Jesús no quiso su cruz más que lo que nosotros queremos la nuestra. Una cruz que se elige no es verdadera cruz. Lo que sí se elige es el ser fiel a Dios, no importa cuánto nos cueste, y esa “cruz” es lo que representa ese costo. En el Monte de los Olivos, Jesús mismo pidió una solución fácil: “Padre, si es posible…”; pero luchó hasta finalmente decir “hágase tu voluntad”. Haciendo suyas estas mismas palabras al recitar el Padre Nuestro, cristianos de todas las condiciones de vida han sido capaces de superar el resentimiento hacia la propia suerte, y así lograr “una paz que supera toda comprensión” (Filipenses 4,7). Podemos reconocer a esta paz por una profunda alegría interior que es perfectamente compatible con el dolor. El dolor, tanto físico como emocional, puede abrazarse con una serena alegría que nace cuando renunciamos al resentimiento y aceptamos las cosas como son. No se trata de resignación sino de su opuesto, que es el no-resentimiento. Solo sin resentimiento podemos dar una respuesta creativa, que a menudo es insospechadamente creativa.

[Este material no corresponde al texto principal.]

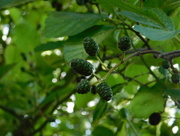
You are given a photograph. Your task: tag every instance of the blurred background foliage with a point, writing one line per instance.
(37, 94)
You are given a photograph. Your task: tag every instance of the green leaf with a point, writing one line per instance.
(167, 22)
(139, 18)
(5, 68)
(147, 101)
(11, 3)
(60, 24)
(72, 52)
(49, 46)
(100, 110)
(102, 131)
(26, 37)
(174, 93)
(149, 14)
(156, 34)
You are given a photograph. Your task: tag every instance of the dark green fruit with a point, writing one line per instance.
(165, 64)
(175, 78)
(105, 91)
(154, 118)
(90, 46)
(82, 66)
(83, 87)
(124, 43)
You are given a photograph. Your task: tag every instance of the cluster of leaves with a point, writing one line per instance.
(42, 41)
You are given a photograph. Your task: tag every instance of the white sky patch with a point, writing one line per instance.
(70, 107)
(175, 129)
(91, 103)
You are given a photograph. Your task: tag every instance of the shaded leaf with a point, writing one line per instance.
(49, 46)
(11, 3)
(167, 22)
(149, 14)
(68, 23)
(147, 101)
(156, 34)
(174, 93)
(100, 110)
(102, 131)
(5, 68)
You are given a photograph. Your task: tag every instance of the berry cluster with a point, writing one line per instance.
(85, 68)
(175, 78)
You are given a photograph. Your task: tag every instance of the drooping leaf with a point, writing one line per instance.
(148, 14)
(100, 110)
(23, 32)
(167, 22)
(102, 131)
(11, 3)
(60, 24)
(49, 46)
(147, 101)
(6, 68)
(156, 34)
(174, 93)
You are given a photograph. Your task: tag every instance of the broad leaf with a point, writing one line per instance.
(102, 131)
(149, 14)
(156, 34)
(100, 110)
(174, 93)
(11, 3)
(49, 46)
(6, 68)
(72, 52)
(167, 22)
(60, 24)
(147, 101)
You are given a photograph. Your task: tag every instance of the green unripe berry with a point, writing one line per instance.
(124, 43)
(90, 46)
(165, 64)
(175, 78)
(82, 66)
(154, 118)
(105, 91)
(82, 2)
(83, 87)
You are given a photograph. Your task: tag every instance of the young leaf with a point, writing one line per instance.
(11, 3)
(100, 110)
(149, 14)
(60, 24)
(147, 101)
(174, 93)
(156, 34)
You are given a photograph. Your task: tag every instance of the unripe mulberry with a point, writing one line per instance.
(124, 43)
(82, 66)
(105, 91)
(83, 87)
(90, 46)
(165, 64)
(175, 78)
(154, 118)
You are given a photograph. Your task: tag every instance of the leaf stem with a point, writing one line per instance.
(101, 63)
(113, 68)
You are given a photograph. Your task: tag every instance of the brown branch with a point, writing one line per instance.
(10, 111)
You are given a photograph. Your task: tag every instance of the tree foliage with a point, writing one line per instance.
(133, 87)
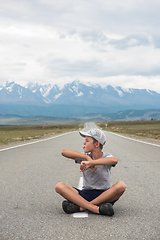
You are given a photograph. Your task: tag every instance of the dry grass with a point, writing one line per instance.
(9, 134)
(147, 129)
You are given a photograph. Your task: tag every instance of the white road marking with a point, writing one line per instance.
(29, 143)
(156, 145)
(80, 214)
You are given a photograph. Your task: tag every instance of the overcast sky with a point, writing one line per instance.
(114, 42)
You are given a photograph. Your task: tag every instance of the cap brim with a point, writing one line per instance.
(84, 134)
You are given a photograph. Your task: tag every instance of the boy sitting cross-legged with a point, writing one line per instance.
(97, 194)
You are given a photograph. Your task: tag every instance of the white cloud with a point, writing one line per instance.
(102, 41)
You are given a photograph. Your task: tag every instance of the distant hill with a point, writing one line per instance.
(78, 100)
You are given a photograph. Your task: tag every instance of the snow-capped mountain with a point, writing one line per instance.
(77, 93)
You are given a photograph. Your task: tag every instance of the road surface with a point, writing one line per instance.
(31, 209)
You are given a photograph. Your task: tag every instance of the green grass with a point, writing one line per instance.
(9, 134)
(147, 129)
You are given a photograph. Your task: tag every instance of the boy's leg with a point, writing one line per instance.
(72, 195)
(111, 194)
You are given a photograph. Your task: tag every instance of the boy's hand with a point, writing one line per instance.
(87, 164)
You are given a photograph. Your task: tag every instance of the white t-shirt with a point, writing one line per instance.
(100, 179)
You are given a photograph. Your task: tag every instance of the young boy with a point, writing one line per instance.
(97, 194)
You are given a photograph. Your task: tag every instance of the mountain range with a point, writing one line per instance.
(73, 100)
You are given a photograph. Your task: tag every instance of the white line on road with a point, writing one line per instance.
(29, 143)
(156, 145)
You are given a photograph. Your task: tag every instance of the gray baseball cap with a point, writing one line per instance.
(96, 134)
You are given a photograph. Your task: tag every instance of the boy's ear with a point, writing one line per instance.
(97, 144)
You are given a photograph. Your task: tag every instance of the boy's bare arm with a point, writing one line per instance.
(74, 154)
(102, 161)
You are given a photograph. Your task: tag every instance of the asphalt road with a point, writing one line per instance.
(31, 209)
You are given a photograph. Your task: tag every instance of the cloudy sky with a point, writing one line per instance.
(113, 42)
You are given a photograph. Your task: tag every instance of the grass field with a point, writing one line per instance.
(147, 129)
(9, 134)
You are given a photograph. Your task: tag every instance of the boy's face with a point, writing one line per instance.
(88, 144)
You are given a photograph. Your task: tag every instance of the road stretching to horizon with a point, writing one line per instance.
(31, 209)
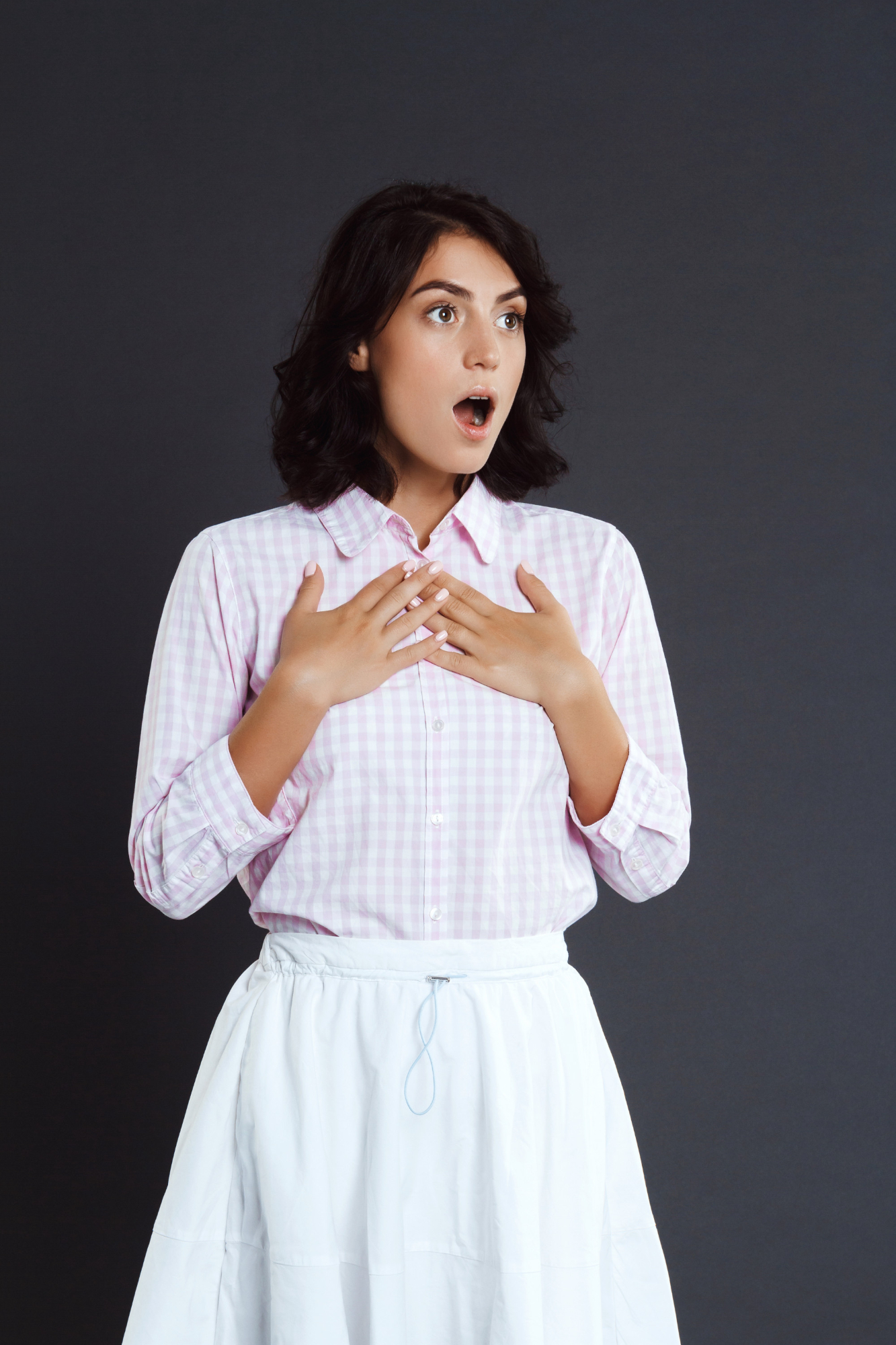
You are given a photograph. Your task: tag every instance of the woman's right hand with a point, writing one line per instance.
(327, 658)
(338, 656)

Bien se ha dicho que en esta vida el dolor es inevitable pero el sufrimiento es opcional. Llevar la propia cruz con amor paciente es la forma cristiana tradicional de superar el sufrimiento.
Desde que tengo memoria recuerdo haber visto sobre el escritorio de mi madre una frase enmarcada que decía: “Ríen entre lágrimas, esconden su propio dolor, y alegran a los demás”. En alemán la frase rima, por eso recuerdo de memoria esta máxima; pero sobre todo la recuerdo porque mi madre la vivía. Quienes así viven no terminan abatidos por sus cruces sino más bien son levantados, son elevados por encima de sus propios sufrimientos hasta una tierra firme desde la cual pueden ayudar a otros a hallar la paz. Bien se ha dicho que en esta vida el dolor es inevitable pero el sufrimiento es opcional. Llevar la propia cruz con amor paciente es la forma cristiana tradicional de superar el sufrimiento.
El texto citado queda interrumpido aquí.